Bay 12 Games Forum

Please login or register.

Login with username, password and session length
Advanced search  

Author Topic: GPU threading in DF  (Read 1696 times)

Foxite

  • Bay Watcher
    • View Profile
GPU threading in DF
« on: March 29, 2016, 09:04:17 am »

This is just a food of thought, not a serious suggestion to make DF faster.

So I know overdoing threading can actually reduce performance to a greater degree than that it will improve when done right. But DF only makes small calculations for each creature's movement and actions. I was thinking, what if DF was programmed/modded to use each GPU core to calculate each creature's movement and actions? I know that most GPUs have core counts that run into the hundreds, sometimes even thousands, so even low-end GPUs could probably have enough cores to have each one calculate the actions for every single creature on the map. Of course, the creatures in a world can run into the millions, but since they are not done in tile-level detail, they can be calculated in a single thread on the CPU like how it's done now.

Would this improve performance?
Logged
The best way to demonstrate it to him is take a save of 40 year old fortress with 150 dwarves in it on a good sized embark with a volcano that just breached the circus and install it on his gaming rig and watch it bring his rig to its knees.

therahedwig

  • Bay Watcher
    • View Profile
    • wolthera.info
Re: GPU threading in DF
« Reply #1 on: March 29, 2016, 10:04:28 am »

GPU threading is regular multi-threading's younger, whinier and tantrum prone brother. So it's all the regular issues+decent two way communication with the gpu(which is an artform in it's own right)+GPU specific limitations.

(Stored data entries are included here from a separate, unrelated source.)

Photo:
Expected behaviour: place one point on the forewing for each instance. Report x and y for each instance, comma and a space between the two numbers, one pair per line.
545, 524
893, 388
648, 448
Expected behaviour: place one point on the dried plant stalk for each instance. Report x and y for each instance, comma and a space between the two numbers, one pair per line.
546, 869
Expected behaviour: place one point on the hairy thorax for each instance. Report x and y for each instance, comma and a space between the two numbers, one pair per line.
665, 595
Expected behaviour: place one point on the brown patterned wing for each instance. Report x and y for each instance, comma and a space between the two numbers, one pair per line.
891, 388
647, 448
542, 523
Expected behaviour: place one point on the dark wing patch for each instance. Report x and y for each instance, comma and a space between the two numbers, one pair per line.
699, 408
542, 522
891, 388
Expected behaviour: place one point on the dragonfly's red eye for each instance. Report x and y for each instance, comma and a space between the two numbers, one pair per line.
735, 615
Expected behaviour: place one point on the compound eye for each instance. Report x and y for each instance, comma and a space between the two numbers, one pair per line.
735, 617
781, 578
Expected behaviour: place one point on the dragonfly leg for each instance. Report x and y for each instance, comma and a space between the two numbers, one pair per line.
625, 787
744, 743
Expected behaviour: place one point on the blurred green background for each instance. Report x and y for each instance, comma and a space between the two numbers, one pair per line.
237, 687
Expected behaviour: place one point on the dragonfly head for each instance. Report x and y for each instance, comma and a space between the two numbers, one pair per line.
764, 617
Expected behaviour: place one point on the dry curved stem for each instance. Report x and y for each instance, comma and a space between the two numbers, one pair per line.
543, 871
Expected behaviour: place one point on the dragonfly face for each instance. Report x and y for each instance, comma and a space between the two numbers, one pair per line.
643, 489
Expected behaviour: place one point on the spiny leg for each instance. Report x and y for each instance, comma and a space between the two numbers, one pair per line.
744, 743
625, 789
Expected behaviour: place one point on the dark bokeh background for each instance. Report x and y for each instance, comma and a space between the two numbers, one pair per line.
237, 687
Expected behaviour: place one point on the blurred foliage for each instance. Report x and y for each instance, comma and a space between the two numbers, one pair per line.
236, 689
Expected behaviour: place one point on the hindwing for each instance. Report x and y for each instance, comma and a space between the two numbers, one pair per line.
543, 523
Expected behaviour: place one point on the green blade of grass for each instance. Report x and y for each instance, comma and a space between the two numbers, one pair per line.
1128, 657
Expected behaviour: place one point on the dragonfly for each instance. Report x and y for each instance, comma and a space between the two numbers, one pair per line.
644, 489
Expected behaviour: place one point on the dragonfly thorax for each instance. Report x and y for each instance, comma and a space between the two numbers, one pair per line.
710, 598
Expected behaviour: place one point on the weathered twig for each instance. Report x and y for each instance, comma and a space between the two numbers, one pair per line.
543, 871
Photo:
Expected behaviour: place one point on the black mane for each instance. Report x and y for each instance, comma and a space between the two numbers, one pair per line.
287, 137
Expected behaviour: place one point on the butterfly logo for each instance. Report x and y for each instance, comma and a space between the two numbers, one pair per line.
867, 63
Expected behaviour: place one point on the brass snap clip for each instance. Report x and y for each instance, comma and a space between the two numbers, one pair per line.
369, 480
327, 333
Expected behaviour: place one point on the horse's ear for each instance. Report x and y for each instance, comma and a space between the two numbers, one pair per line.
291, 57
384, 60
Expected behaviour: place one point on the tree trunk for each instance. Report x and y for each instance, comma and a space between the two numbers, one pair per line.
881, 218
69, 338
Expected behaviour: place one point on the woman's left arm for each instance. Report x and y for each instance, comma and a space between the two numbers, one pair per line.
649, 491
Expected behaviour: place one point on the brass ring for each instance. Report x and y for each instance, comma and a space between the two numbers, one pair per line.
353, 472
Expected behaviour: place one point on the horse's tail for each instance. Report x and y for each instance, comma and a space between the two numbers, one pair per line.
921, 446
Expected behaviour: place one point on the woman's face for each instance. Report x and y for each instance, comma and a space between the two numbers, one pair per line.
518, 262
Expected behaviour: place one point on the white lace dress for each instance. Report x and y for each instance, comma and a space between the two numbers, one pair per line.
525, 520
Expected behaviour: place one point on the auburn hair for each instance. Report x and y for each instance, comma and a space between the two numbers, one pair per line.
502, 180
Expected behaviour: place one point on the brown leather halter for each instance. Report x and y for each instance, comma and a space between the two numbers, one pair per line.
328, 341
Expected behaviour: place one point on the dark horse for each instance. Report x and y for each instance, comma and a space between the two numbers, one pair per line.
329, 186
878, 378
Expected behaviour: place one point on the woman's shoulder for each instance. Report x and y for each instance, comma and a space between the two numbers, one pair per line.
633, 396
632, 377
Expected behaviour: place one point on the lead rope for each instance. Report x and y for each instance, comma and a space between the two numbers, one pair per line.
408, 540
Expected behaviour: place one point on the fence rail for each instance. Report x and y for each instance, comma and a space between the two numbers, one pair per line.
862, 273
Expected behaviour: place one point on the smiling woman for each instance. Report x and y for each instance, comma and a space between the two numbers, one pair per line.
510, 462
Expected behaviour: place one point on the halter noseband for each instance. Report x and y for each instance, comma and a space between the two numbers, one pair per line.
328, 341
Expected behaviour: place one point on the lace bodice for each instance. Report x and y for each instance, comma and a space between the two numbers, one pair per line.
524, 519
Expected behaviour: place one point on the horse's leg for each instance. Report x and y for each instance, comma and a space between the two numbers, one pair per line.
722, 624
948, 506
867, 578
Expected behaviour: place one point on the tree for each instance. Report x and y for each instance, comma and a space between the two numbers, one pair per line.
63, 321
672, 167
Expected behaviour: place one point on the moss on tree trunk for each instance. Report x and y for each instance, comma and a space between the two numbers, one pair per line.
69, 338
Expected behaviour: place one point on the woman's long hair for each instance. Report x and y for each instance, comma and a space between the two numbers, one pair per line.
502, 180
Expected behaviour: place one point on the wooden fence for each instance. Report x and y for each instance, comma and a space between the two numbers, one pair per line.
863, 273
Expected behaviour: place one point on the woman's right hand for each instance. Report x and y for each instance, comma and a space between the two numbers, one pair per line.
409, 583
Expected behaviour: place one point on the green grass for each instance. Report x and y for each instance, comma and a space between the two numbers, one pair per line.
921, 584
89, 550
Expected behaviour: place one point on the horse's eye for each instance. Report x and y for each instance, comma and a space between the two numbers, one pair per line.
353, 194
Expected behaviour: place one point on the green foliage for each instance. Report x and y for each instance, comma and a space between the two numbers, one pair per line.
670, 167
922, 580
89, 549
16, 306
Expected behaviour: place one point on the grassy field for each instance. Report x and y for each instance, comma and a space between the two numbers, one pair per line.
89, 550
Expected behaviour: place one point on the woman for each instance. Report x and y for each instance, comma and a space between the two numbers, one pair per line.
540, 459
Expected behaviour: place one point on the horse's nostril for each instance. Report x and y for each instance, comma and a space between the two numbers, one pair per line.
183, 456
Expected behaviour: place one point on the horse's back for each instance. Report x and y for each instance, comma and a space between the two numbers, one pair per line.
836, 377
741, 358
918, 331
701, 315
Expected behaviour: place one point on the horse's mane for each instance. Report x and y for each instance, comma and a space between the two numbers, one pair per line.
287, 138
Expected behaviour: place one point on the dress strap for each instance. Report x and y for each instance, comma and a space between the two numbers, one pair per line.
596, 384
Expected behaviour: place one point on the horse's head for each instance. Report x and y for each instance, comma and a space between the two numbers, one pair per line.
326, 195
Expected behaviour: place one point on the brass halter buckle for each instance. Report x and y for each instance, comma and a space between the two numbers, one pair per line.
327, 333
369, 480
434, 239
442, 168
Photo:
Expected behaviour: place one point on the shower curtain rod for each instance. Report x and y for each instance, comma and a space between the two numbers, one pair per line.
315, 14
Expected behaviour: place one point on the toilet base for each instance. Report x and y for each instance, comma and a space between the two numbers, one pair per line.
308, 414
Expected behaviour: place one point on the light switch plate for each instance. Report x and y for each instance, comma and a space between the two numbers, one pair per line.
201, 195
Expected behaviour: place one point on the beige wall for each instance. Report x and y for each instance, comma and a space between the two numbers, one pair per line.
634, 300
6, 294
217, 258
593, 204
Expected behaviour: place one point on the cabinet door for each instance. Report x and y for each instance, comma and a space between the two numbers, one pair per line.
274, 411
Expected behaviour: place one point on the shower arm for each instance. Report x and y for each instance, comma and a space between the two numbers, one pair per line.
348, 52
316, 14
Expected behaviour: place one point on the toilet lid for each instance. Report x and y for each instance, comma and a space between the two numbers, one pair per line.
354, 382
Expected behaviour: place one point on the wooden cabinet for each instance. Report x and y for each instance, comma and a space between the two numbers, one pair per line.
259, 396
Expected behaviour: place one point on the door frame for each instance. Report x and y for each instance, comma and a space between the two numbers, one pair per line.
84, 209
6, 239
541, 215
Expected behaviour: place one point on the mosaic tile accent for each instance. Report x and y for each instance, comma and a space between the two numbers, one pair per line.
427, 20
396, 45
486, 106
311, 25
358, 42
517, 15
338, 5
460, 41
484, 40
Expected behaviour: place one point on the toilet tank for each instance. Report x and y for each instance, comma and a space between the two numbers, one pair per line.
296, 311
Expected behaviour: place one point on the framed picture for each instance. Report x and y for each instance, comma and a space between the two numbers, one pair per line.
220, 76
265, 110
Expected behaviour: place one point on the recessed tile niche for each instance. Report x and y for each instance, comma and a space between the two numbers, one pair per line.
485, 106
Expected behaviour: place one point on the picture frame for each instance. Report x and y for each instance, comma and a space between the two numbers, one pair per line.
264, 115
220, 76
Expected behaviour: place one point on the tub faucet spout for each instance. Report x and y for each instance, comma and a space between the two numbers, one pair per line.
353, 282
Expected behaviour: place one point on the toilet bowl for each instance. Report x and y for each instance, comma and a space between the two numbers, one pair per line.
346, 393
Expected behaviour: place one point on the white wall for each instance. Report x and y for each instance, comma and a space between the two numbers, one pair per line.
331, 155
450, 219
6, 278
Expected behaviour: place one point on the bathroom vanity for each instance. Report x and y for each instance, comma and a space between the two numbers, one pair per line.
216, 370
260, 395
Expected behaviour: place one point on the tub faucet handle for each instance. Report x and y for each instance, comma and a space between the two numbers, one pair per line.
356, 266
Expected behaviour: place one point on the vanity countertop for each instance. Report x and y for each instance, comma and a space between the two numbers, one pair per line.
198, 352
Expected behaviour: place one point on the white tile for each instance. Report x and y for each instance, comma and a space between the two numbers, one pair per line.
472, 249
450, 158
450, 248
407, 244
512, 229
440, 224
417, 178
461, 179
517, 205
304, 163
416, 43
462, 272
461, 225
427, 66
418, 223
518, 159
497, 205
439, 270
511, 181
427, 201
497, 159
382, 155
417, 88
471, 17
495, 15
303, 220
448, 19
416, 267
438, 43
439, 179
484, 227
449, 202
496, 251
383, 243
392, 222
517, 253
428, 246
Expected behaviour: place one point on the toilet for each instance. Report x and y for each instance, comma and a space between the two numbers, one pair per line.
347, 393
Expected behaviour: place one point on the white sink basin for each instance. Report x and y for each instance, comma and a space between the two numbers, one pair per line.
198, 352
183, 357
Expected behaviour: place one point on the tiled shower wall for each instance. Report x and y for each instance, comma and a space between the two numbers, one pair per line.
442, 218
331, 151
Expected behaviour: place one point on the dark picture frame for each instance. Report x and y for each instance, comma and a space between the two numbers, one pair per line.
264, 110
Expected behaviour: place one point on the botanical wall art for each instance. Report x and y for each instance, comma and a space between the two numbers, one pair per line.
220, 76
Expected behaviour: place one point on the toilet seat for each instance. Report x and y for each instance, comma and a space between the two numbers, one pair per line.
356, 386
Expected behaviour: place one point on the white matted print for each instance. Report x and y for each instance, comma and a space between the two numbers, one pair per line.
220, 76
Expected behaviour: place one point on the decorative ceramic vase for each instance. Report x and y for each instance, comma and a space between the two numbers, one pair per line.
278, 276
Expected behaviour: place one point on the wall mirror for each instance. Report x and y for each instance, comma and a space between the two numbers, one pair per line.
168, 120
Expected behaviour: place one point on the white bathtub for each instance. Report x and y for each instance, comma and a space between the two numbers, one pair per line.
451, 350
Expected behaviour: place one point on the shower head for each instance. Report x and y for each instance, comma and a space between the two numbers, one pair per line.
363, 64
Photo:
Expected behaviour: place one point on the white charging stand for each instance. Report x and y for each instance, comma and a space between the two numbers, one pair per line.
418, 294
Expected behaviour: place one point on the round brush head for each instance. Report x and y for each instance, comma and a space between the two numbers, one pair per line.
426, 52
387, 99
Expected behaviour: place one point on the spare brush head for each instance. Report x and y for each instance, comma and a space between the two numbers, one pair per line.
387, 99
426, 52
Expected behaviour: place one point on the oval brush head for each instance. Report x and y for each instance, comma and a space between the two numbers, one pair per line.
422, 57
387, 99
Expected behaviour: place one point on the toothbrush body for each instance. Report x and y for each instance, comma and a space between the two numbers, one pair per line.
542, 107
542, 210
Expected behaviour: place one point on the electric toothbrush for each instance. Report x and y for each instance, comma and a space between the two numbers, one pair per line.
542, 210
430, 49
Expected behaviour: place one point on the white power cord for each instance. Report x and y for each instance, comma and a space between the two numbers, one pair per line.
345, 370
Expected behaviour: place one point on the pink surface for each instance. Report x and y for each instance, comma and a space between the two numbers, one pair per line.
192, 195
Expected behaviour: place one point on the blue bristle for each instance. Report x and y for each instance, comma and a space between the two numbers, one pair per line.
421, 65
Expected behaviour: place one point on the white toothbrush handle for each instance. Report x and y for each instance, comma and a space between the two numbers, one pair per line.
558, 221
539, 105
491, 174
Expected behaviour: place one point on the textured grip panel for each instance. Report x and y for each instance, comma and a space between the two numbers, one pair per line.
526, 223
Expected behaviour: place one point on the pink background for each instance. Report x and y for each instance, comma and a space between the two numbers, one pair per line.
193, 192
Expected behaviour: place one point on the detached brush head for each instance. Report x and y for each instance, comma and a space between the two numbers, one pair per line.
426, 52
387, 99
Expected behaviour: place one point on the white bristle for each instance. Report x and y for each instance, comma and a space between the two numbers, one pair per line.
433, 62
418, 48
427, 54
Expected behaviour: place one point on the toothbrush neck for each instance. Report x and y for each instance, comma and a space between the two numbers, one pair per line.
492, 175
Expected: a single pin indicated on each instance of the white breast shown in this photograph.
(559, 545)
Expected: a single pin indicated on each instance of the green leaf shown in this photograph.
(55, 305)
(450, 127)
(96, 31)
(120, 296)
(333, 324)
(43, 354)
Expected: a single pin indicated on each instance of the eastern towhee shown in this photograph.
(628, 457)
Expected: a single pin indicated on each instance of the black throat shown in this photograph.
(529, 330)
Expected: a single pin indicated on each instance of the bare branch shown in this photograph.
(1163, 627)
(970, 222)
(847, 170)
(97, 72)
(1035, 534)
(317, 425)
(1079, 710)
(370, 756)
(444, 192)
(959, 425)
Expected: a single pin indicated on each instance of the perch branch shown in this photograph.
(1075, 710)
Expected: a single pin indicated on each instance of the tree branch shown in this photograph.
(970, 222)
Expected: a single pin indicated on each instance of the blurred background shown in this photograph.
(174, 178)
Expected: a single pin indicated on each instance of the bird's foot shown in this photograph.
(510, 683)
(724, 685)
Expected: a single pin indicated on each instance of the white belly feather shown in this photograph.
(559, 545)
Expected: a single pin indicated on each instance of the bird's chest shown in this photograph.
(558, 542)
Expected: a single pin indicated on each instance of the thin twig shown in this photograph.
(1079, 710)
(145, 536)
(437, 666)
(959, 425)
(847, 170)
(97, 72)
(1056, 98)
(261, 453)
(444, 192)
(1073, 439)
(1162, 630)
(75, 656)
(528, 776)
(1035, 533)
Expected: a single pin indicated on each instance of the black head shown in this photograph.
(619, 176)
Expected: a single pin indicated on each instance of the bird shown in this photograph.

I am saying this as a Krita(open source painting program) developer/community manager, and our filters are multi-treaded, but doing the two way communication is extremely difficult, which is something I end up having to tell to everyone who hopes to see gpu-based filters.

Maybe any of the other programming buffs here have different opinions on it.
Logged
Stonesense Grim Dark 0.2 Alternate detailed and darker tiles for stonesense. Now with all ores!

Putnam

  • Bay Watcher
  • DAT WIZARD
    • View Profile
Re: GPU threading in DF
« Reply #2 on: March 29, 2016, 10:36:58 pm »

GPU calculation is the greatest hope for the future of DF's performance by far. Graphics card performance is still improving exponentially, doubling every year or so.

That's not to say that it's practical or even that it's doable. Just that if it's the former that it's going to be big.

I don't think "small calculations" is a good characterization of each creature's actions (movement is an action), though.

Foxite

  • Bay Watcher
    • View Profile
Re: GPU threading in DF
« Reply #3 on: March 30, 2016, 02:44:34 am »

I don't think "small calculations" is a good characterization of each creature's actions (movement is an action), though.
As I understand it, pathing in DF works like this:
  • Create a straight vector from start to finish.
  • If it contains any impassable tiles, draw a straight vector from the last passable tile in the vector to nearest point around the blockage.
  • Repeat for all routes around the blockage.
  • Calculate which is the cheapest by traffic designations. Use the vector points for that route as route waypoints for the final route.
  • Repeat from step 1 until there is an unblocked path to the target.
When targeting a creature this does need to be redone every time it moves, but it doesn't look very expensive in resources.

Of course I might be horribly wrong. But this is my best guess from what I usually see it do. It doesn't care about ice, it doesn't care about dangerous creatures in the way, it only cares about the shortest (aka least traffic cost) path and nothing else.
Logged
The best way to demonstrate it to him is take a save of 40 year old fortress with 150 dwarves in it on a good sized embark with a volcano that just breached the circus and install it on his gaming rig and watch it bring his rig to its knees.

Willfor

  • Bay Watcher
  • The great magmaman adventurer. I do it for hugs.
    • View Profile
Re: GPU threading in DF
« Reply #4 on: March 30, 2016, 03:01:17 am »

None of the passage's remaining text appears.